The cables describe the US concerns over Bhutto’s security, but squarely point to the government as being responsible for it. While Bhutto had requested the US government to provide an evaluation of her security, Patterson believed doing so “would inevitably identify gaps (by American standards) in both equipment and training of personnel.” Patterson wrote that the US government should either undertake full responsibility for Bhutto’s security or not, and thought it “was highly unlikely that the PPP would follow professional recommendations not to hold large rallies”.

Instead, the US embassy proposed that PPP’s security experts and her American advisor Larry Wallace work with security contractors who could provide an evaluation.

In a meeting with a regional security officer (RSO), Wallace said that members of the US Senate and Congress believed the US government should be providing security to Bhutto. The RSO said that while security could be provided by a US Special Forces Team; they would be “fish out of water”. The US team, he believed, would not know the local culture or situation and could cause “anger and hostility with their presence and raise her profile beyond a safe and acceptable level.” The RSO stressed the need to hire a Pakistani protective services team.

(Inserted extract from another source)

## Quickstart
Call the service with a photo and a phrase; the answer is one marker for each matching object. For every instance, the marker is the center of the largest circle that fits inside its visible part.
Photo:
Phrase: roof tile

The US had recommended three security companies to Bhutto’s staff, but her chief of security, retired Major General Ahsan, told the RSO Islamabad “that he and the PPP are completely against any outside organisation overseeing their security and that he only trusts PPP personnel. “

Wallace and Zia Ispahani, who had been authorised by Bhutto to discuss her security, were also told by RSOs that Bhutto needed to follow the security advice she had been given. For example, Bhutto was advised by a senior superintendent of the police - that she had hand-picked - not to make the long motorcade run on October 18, but he was ignored. The police was also not allowed inside Bilawal House.

Additionally, the cable notes that the investigation into the October 18 blasts never went anywhere. “After the blast, this individual was removed from Bhutto’s protection/case. His supervisor, Deputy Inspector General (DIG) Karachi Manzoor Mughal then took over the investigation, but a few days ago was pulled off it at Bhutto’s request.  When the DIG Central Investigative Division received the investigation, it was by this time a ‘cold case’”.

The UN fact-finding commission’s report on the circumstances leading to Bhutto’s assassination in December 2007 also made note of the October 18 attack: “The Sindh police investigation of the attack never advanced. A former high level ISI official told the Commission, however, that the ISI conducted its own investigation and near the end of October 2007, captured and detained four suspects from a militant cell; the whereabouts of these four could not be confirmed by the Commission as of March 2010.”

US officials also assessed that Ahsan, “who, though fanatically devoted to the former prime minister and the PPP, does not seem to know much about actual personal protective security procedures or methods”.

The UN report, which was released on April 15, 2010, also assessed as much: “Despite considerable and valiant efforts by individual PPP members to protect Ms Bhutto, the PPP as an organisation was inadequate to handle the challenges. There was no person in overall charge of the PPP’s provision of security. As a result, the PPP’s security for Ms Bhutto was characterised by a lack of direction and professionalism. However, the Commission reiterates that the responsibility for failing to protect Ms Bhutto lies with the Government of Pakistan.”

Published in The Express Tribune, May 23rd, 2011.